Wednesday, September 29, 2010

Bob Dylan 46: No Direction Home

Since his last new album, our cups had overflowed with archival titles. The so-called soundtrack to the excellent PBS/Martin Scorsese documentary No Direction Home offered two CDs worth of stuff from the vaults. (Like the film, the cutoff was July 1966; following the numbering scheme set up by the box set, technically this release should have been considered volumes seven and eight.)
It’s not strictly a soundtrack to the film, but it does try to follow a chronological thread and include pieces of historic value. Two early “pre-professional” recordings show the sound of the kid before he discovered Woody Guthrie, underscored by a live performance of “This Land Is Your Land” and his own “Song To Woody”, taken from the debut. A variety of live performances and demos follow, plus such key outtakes as “Sally Gal” from Freewheelin’ and the first recording of “Mr. Tambourine Man”, sung as an out-of-tune duet with Ramblin’ Jack Elliot from the wine-soaked Another Side sessions. What stands out are the live acoustic performances, which sit alongside the recorded catalog to demonstrate why he was such a Big Deal.
With a few exceptions, the selections on the second disc underscore that Bob was right to use the established takes on the original albums. Some of those nuggets include the alternate “Desolation Row” with electric guitar, another early take of “Visions Of Johanna”, a slow stomp through “Leopard-Skin Pill-Box Hat” and the blast of “Maggie’s Farm” from Newport that may or may not have pissed everybody off. The disc ends appropriately with two live performances with the Hawks—“Ballad Of A Thin Man” from Edinburgh, and the famous “Judas” performance of “Like A Rolling Stone”, which of course closed Live 1966.
No Direction Home offers some diversion here and there, but it wasn’t exactly the most revelatory of the Bootleg Series. But the home office wasn’t done yet, as they served up two additional titles the same week. Live At The Gaslight 1962 gave people a reason to find a nearby Starbucks, as the coffee chain had the exclusive rights to it for the first year. As a collection of coffeehouse recordings from the folkie days, it got more repeat plays, as did Live At Carnegie Hall 1963, available only as a promo freebie and soon ubiquitous on eBay. Both offer lovely versions of both familiar songs and folk standards, in tighter a snapshot.

Bob Dylan The Bootleg Series Vol. 7—No Direction Home: The Soundtrack (2005)—
Bob Dylan Live At The Gaslight 1962 (2005)—4


  1. I've only just found your site, and am now devouring the archives with relish. Thanks for writing these articles!

    Just one suggestion: for those of us not already familiar with the histories of all these artists, it would be really helpful if you'd include each album's release year, ideally in the article title.

  2. Thanks Mike -- hope you continue to like what you see!
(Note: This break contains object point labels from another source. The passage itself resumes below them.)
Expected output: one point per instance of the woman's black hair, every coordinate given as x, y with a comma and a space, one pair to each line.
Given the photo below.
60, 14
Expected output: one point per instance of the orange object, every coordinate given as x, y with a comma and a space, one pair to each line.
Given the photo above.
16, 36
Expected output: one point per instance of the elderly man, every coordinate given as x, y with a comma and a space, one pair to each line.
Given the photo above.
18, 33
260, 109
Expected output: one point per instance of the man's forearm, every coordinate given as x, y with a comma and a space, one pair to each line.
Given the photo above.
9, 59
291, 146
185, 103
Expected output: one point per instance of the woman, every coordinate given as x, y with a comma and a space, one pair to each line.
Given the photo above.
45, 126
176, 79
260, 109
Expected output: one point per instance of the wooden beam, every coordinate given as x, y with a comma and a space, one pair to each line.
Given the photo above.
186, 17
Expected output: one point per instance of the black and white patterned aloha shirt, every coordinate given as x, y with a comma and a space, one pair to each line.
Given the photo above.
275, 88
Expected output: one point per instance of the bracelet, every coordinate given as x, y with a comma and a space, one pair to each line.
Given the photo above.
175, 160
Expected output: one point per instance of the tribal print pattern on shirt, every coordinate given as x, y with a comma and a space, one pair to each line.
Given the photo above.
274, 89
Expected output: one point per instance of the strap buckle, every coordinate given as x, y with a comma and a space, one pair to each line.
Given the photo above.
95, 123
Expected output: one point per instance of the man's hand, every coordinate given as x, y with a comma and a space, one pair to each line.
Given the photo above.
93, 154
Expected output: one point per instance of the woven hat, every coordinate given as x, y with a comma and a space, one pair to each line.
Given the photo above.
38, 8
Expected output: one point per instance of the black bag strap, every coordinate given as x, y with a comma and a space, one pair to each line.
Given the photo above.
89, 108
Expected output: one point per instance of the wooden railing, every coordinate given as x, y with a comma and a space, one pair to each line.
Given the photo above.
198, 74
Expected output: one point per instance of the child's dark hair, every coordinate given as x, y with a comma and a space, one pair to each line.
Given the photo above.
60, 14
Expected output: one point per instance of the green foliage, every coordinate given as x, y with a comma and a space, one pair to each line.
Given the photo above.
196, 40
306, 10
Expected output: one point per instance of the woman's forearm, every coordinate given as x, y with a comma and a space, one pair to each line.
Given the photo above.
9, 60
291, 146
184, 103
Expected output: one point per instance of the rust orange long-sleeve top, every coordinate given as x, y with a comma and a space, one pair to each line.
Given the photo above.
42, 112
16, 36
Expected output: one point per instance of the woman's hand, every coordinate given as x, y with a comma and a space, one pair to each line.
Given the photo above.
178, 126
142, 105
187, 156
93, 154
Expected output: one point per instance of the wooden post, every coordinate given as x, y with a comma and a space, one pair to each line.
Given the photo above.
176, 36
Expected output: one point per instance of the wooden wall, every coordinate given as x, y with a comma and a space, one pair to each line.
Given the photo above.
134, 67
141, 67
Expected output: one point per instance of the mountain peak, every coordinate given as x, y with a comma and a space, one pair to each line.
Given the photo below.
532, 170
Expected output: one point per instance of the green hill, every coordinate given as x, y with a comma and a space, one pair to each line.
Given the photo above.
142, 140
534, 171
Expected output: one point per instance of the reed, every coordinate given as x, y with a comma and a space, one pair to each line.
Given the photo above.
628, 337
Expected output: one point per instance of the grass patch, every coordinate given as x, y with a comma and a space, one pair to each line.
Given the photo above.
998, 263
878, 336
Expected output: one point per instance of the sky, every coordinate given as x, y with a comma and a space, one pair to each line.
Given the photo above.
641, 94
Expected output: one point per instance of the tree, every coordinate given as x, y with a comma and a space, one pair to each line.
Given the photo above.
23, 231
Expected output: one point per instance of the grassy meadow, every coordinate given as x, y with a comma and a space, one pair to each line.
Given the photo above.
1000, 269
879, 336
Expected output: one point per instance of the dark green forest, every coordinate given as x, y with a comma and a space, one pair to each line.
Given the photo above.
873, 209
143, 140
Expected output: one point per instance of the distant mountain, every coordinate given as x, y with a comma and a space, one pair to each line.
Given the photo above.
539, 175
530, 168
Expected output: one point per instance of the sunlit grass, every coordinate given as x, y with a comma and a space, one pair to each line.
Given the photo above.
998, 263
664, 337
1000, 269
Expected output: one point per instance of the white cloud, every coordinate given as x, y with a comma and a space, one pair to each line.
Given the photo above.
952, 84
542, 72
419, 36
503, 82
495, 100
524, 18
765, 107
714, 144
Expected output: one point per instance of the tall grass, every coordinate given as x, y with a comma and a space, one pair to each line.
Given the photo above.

    You make an excellent point about including the year. I do include the release year of each title at the end of the entry, plus each is tagged with same (and in some cases, the year of the recording if it's an archival title). And I generally review artists chronologically, to give some kind of context.

    Mostly I don't want to go back and retag all those entries! But it's something to consider.